House Speaker Mike Johnson (R-La.) is facing new pressure from a Democratic member of the House Intelligence Committee to walk back his appointments of two controversial right-wing lawmakers to the panel.
Why it matters: The appointees – Reps. Scott Perry (R-Pa.) and Ronny Jackson (R-Texas) – both have major blemishes on their records that have led lawmakers in both parties to question their fitness for the committee.
- Jackson, the former personal physician to the president, was accused by an internal watchdog of drinking and taking sleeping pills while on the job.
- Perry had his phone seized by the FBI in 2022 as part of a federal probe into former President Trump's efforts to overturn the 2020 election.
Driving the news: Rep.

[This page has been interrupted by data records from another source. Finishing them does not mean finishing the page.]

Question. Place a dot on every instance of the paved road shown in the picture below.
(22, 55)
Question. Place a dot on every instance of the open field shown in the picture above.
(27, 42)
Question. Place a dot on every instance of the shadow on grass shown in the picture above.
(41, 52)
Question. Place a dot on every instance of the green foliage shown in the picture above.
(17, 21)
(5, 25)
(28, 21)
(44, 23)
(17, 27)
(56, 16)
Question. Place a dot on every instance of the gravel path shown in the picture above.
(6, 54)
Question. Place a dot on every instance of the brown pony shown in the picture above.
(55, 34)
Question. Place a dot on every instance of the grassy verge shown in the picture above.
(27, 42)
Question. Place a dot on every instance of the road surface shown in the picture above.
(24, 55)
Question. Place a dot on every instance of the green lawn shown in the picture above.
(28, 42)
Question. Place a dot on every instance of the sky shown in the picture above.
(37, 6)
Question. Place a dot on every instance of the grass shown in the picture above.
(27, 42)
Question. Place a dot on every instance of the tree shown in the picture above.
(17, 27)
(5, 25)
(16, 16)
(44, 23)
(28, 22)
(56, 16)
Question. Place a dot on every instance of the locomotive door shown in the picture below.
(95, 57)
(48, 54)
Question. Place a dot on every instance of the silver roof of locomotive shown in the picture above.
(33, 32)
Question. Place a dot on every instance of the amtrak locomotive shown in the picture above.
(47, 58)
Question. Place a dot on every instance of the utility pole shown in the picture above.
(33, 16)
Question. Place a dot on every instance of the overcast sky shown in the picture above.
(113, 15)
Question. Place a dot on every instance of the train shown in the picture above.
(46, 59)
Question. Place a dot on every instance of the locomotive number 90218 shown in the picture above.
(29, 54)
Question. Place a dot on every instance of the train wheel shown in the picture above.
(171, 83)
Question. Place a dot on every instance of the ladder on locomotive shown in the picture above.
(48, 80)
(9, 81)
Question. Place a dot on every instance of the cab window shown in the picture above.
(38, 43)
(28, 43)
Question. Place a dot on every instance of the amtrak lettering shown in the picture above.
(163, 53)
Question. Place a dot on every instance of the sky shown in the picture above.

Chrissy Houlahan (D-Pa.), in a letter to Johnson on Tuesday, urged him to "reconsider and reverse" his decision to appoint Jackson and Perry to the panel.
- "With the committee's critical charge and unique jurisdiction in mind, the appointment of any member unfit for such sacred duty creates untenable risk to national security and our democratic norms," she wrote.
- Houlahan, an Air force veteran, argued that there are "hundreds of duly elected and upstanding members of Congress on both sides of the aisle" who are qualified to serve on the committee.
The other side: "Rep. Perry is a combat veteran who served our Nation faithfully over 40 years - with Top Secret clearances and missions," a Perry spokesperson told Axios.
- "Questioning his viability to serve on the very Committee whose mission it is to protect American Citizens on the basis of falsehoods and an empty investigation is not only boring but reprehensible."
- Spokespeople for Johnson and Jackson did not immediately respond to requests for comment.
Between the lines: Johnson's picks come as Reps. Mike Turner (R-Ohio) and Jim Himes (D-Conn.), the top Republican and Democrat on the Intelligence Committee, have worked to re-establish its longstanding bipartisan reputation.
- The panel, once seen as an oasis from Congress' nearly ubiquitous partisan sniping, became increasingly politicized during the Trump administration.